Пока Франц размышлял над по-настоящему важными вопросами, медиум разложила перед собой инструменты – маленький нож для писем, только острый, и бронзовую чашу с уже набитыми внутрь травами. Лемонграсс, корица и шафран. Уже в следующую секунду их затопила кровь: медиум вспорола этим ножом обе свои ладони по очереди, от кончика среднего пальца до костяшки на запястье.
Францу стало дурно.
– Если упадешь в обморок, я тебя убью, – прошептала ему Лора.
– Правда? – спросил Франц с надеждой.
Он прикрыл глаза, проглатывая кислый привкус желудочного сока, и вжался спиной в стул, а ногами в пол, чтобы комната вокруг него перестала вертеться. Когда он снова открыл их, чаша уже стояла в середине стола на ежедневнике Джерарда, как на подставке, и дымилась. Травы тлели, на кончиках зеленых стеблей трещали искры, облизывая маленькую фотокарточку счастливой семейной пары. Только вместо того, чтобы стелиться по столу или заволакивать комнату, дым, исходящий от нее, поднимался цельным столбом, кружевной и матовый, словно лоскут овечьей шерсти. Он почти не просвечивал, и потому лица медиума не было видно. Зато были видны ее окровавленные руки, протянувшиеся к Францу и Лоре через стол. То, чего она хотела от них, было понятно без слов.

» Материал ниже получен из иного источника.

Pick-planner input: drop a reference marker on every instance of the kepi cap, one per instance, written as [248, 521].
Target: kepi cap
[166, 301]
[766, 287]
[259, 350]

Лора ущипнула оцепеневшего Франца за бок, и он усилием воли послушался – поставил локти на стол и взялся за руки и с медиумом, и с Лорой, тем самым замкнув
– В этот славный вечер мы обращаемся к Джерарду Мэнли, мужу Мэри Мэнли, чьи вещи лежат перед нами, о ком все наши мысли, по кому скорбят наши сердца. Мы приглашаем тебя в наш круг. Прошу, ответь на вопросы Лорелеи Андерсен, пожелавшей тебя увидеть.
Прошло немного времени, и что‐то громыхнуло под столом, будто кто‐то слишком резко поднял под ним голову и нечаянно приложился о дерево темечком. Франц вздрогнул, а затем еще раз, когда постучали где‐то совсем рядом, будто бы с потолка или в дверь. Чтобы не обращать внимание на звуки и мокрое липкое чувство в его правой руке, вызывающее инстинктивный порыв схватиться за ближайшее полотенце и вытереться, Франц сосредоточился на левой – на ладошке Лоры, которую в ней держал; мягонькой и нежной, но такой холодной, словно она подержала перед этим лед. Мысли о ней почему‐то прогоняли тошноту, и Франц решил смотреть только на Лору, а не на дым, комнату и медиума, чтобы и впрямь не потерять сознание. Он увидел каплю пота, скатывающуюся по ее виску под серебряной заколкой, удерживающей пушистую, сахарно-розовую прядь, и то, как дернулось ее горло, когда Лора вдруг проглотила остаток леденца. Кажется, случайно. Выкрашенные сливовой помадой губы приоткрылись и сложились в форму «О», когда она увидела нечто, что заставило Франца неохотно повернуть голову обратно к медиуму.